Cell division is arrested during insect diapause [1, 33] and a significant increase in expression of Cyclins B (CycB) has been identified as signaling diapause termination. In the maggot R. pomonella, this signal occurred within 24 h of the initial ramp up in metabolic rate during post-diapause [6]. In N. flemingeri females, up-regulation of CycB genes had been observed at the one-week timepoint by Roncalli et al. [13]. In the current study, we found that cell cycle genes are already up-regulated in post-diapause T12hr females, suggesting that this process may be one of the first to be activated (Fig. 8). Enrichment of two child GO terms associated with cell cycle was found for the blue module, which included six Cyclins A (CycA) genes with peak expression during early post-diapause in females from the T12hr to T36hr timepoints. By the 7 and 14-day timepoints, relative expression levels had decreased back to levels observed in the diapause phenotype (T0 and T1hr females). In Drosophila melanogaster, both CycA and CycB and proteins are highly abundant during the G2 phase of the cell cycle. During meiosis I, CycA peaks first during prophase I, while CycB reaches its maximum expression during metaphase I [34]. The sequential change in gene expression observed in N. flemingeri suggests that cell division is synchronized and coordinated, and activated soon after the termination of diapause. This is consistent with histological observations of the S-phase of the cell cycle commencing in the ovary of N. flemingeri females within 24 h of collection, and in some females in as little as six to 12 h [35].

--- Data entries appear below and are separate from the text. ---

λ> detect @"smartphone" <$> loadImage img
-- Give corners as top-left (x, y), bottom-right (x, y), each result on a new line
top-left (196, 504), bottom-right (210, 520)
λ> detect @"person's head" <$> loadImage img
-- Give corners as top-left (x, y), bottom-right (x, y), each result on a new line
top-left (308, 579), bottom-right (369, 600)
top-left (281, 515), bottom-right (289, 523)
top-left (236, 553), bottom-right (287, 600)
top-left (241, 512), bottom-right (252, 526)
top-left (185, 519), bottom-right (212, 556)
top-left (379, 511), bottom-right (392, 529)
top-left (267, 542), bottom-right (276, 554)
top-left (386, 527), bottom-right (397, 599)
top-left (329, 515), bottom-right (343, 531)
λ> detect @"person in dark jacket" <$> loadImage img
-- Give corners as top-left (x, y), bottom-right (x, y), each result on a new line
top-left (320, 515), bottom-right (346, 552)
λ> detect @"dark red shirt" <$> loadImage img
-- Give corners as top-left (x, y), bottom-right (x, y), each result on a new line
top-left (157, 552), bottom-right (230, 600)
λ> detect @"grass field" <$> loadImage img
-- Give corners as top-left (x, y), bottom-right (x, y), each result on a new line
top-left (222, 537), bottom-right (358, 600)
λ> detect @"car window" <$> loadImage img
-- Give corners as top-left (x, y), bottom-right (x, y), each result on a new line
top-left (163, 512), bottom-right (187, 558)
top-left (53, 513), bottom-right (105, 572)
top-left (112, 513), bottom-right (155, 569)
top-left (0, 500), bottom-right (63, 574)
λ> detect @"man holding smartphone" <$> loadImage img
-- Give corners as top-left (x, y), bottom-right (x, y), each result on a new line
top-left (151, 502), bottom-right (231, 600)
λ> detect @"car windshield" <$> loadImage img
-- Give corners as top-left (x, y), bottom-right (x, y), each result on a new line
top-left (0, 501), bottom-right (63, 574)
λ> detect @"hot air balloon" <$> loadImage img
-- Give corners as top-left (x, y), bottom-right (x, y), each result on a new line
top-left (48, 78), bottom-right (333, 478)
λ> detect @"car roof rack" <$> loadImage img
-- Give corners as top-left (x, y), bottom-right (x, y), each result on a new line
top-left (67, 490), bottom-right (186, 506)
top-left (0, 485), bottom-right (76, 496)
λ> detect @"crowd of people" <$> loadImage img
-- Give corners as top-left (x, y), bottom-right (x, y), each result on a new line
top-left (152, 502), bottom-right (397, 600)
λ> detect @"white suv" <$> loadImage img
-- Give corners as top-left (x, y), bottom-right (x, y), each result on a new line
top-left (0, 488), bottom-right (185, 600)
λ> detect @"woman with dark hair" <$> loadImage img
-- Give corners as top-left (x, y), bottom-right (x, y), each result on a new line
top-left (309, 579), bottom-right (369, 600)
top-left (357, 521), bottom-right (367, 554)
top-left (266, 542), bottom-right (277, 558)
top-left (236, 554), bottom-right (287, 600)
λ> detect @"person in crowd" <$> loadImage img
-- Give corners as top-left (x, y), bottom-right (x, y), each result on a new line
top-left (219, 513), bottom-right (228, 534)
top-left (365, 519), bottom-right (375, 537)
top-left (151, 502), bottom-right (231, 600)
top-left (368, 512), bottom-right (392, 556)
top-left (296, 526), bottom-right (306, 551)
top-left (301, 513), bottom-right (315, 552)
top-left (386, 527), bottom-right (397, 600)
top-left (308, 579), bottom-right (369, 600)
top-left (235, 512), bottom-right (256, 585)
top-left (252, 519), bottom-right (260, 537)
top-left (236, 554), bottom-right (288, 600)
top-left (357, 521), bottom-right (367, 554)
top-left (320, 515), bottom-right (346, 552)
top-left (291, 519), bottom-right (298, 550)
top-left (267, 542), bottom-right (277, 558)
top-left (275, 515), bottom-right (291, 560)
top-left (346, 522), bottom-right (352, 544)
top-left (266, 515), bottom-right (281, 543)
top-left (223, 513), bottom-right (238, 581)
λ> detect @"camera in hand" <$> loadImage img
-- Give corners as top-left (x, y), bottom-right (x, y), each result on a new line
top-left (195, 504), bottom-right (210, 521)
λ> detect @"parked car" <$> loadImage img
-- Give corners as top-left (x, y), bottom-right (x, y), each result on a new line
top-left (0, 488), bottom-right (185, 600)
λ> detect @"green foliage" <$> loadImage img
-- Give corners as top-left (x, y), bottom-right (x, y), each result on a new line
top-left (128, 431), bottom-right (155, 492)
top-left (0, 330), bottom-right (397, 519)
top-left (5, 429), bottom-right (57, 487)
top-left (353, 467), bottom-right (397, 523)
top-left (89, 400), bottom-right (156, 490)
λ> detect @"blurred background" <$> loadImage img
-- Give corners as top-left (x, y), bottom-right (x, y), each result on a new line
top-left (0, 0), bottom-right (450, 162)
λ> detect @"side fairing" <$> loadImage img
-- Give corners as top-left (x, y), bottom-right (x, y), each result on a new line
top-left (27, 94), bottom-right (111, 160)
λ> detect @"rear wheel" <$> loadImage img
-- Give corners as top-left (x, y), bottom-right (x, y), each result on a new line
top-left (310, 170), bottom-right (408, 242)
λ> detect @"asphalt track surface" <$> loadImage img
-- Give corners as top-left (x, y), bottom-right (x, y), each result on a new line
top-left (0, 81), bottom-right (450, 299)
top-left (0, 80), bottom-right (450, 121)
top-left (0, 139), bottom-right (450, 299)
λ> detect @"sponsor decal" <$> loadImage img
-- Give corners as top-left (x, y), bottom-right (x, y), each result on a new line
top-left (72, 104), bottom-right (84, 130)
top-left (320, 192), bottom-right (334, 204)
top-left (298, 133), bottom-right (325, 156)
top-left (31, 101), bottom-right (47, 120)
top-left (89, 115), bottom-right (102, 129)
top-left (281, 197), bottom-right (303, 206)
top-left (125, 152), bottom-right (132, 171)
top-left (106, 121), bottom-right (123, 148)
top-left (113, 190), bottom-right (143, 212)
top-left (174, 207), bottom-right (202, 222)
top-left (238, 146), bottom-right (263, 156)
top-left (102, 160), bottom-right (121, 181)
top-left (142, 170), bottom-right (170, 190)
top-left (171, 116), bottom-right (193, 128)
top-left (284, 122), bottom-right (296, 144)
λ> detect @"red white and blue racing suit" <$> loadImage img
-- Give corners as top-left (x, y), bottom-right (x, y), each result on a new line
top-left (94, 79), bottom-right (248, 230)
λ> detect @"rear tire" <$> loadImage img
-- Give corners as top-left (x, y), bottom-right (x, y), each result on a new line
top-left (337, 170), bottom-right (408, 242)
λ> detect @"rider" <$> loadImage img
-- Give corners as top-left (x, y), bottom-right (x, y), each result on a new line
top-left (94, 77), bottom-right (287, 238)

Cell growth and differentiation, the next processes activated during the post-diapause sequence

The transcriptional signal suggests that activation of cell growth and differentiation follows soon after the up-regulation of genes involved in cell cycle. In N. flemingeri overrepresentation of genes involved in cell differentiation had been reported to coincide with the enrichment of oogenesis GO terms [13]. Several transcripts encoding for Bicaudal D, Neurogenic delta, Innexins 2 and Aurora kinase showed a 2-fold expression increase at 1 week from collection compared with T0 females [13]. In the current study, differential expression of genes involved in cell differentiation started even earlier at T12hr and was characterized by the sequential regulation of different sets of genes (Fig. 8). Some of the genes, up-regulated in females from T12hr to T36hr timepoints were annotated as Septins-7, Neurogenic Delta and Innexin 2. As reported earlier, Bicaudal D and Aurora kinases were only up-regulated in T7d and T14d females, with low expression at the earlier timepoints (this study) and at 3 weeks as reported previously [13].

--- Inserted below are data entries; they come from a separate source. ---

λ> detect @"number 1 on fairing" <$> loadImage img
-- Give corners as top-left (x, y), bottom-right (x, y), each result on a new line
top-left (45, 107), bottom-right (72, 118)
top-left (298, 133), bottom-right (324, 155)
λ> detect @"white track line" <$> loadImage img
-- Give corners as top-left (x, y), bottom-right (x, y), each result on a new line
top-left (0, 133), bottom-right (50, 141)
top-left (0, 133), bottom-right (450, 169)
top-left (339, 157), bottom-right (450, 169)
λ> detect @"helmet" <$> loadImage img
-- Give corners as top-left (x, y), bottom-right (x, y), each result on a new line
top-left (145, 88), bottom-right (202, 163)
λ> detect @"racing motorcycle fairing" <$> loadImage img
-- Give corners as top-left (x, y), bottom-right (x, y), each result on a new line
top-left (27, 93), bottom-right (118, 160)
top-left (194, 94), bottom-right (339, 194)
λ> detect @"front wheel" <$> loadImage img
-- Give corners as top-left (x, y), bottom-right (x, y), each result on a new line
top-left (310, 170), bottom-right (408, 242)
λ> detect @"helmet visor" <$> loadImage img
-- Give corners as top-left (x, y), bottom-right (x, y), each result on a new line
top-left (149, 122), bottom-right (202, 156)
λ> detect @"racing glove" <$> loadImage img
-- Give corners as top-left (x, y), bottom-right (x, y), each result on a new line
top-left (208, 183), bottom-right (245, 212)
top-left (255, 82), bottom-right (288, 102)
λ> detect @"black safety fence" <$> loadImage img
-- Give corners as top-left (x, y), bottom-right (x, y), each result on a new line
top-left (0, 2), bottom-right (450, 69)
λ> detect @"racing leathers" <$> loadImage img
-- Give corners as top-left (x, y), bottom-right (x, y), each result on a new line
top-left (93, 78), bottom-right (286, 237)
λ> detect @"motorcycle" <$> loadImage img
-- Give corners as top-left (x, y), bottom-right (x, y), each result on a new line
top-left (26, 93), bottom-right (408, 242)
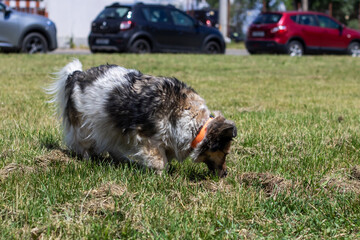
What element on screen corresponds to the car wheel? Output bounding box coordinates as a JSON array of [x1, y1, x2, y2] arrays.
[[130, 39, 151, 53], [287, 40, 304, 56], [246, 49, 258, 54], [90, 47, 99, 53], [204, 41, 220, 54], [21, 33, 48, 54], [348, 42, 360, 56]]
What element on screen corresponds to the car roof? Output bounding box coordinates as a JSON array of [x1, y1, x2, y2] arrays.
[[261, 11, 328, 16], [105, 2, 175, 8]]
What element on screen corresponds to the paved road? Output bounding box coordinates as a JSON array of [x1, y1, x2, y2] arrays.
[[50, 48, 249, 56]]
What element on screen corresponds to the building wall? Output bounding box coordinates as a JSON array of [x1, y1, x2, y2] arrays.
[[44, 0, 190, 48], [45, 0, 129, 48]]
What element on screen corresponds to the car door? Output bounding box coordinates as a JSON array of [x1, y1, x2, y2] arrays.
[[297, 14, 322, 49], [142, 6, 177, 50], [317, 15, 348, 50], [0, 3, 19, 47], [170, 9, 202, 51]]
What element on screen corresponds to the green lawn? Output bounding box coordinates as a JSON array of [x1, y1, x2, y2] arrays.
[[0, 54, 360, 239]]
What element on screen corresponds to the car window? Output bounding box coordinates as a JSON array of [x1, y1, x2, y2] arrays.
[[97, 7, 130, 19], [290, 15, 299, 23], [170, 10, 194, 27], [253, 13, 282, 24], [317, 15, 339, 29], [298, 14, 318, 26], [142, 8, 170, 23]]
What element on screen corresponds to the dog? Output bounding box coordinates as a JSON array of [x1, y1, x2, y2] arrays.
[[48, 59, 237, 177]]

From post-diapause to reproductive program

In N. flemingeri, females mature and mate in the late spring and summer, prior to entering diapause. Upon emergence during the post-diapause phase, they complete their lifecycle and spawn multiple clutches of eggs during the winter [10]. A previous study focused on post-diapause, reported the females’ progression through the different stages of oogenesis from one-week post-collection to just prior to spawning, which starts at 7 weeks after diapause termination [13, 14]. Transcriptional profiling found that the reproductive program involves the sequential regulation of genes involved in multiple processes, such as cell differentiation, meiotic cell cycle, oogenesis and oocyte localization [13]. The current study, focused on the transition from diapause to post-diapause, included two time points, T7d and T14d that overlapped with the earlier study. At those timepoints, we found enrichment of oocyte differentiation, a process that characterizes the early phases of oogenesis (Fig. 10). Approximately 80% of the up-regulated DEGs involved in those enriched processes were specific to T7d and T14d females; many of these genes had been also reported in the earlier study, as differentially expressed between diapausing females and females from 1 to 3-weeks post-collection. The expression of those DEGs returned to lower levels by three to 4 weeks post-collection, confirming their role in the early oogenesis phase [13]. However, it is also clear that the earlier study failed to capture the initial activation of the reproductive program in the post-diapause phase. Prior to the T7d time point, several genes involved in germline processes and cell differentiation, were up-regulated early in post-diapause, starting at the T24hr to T36hr timepoints. Genes like Armadillo segment polarity, Slowmo protein and Dicer peaked at T24hr and T36hr with a return to low expression at T7d and T14d at similar levels to T0. Thus, in this study, while the genes annotated to oogenesis may not have been enriched among the DEGs until T7d, the reproductive program was activated almost immediately after diapause termination, a conclusion that is consistent with histological observations.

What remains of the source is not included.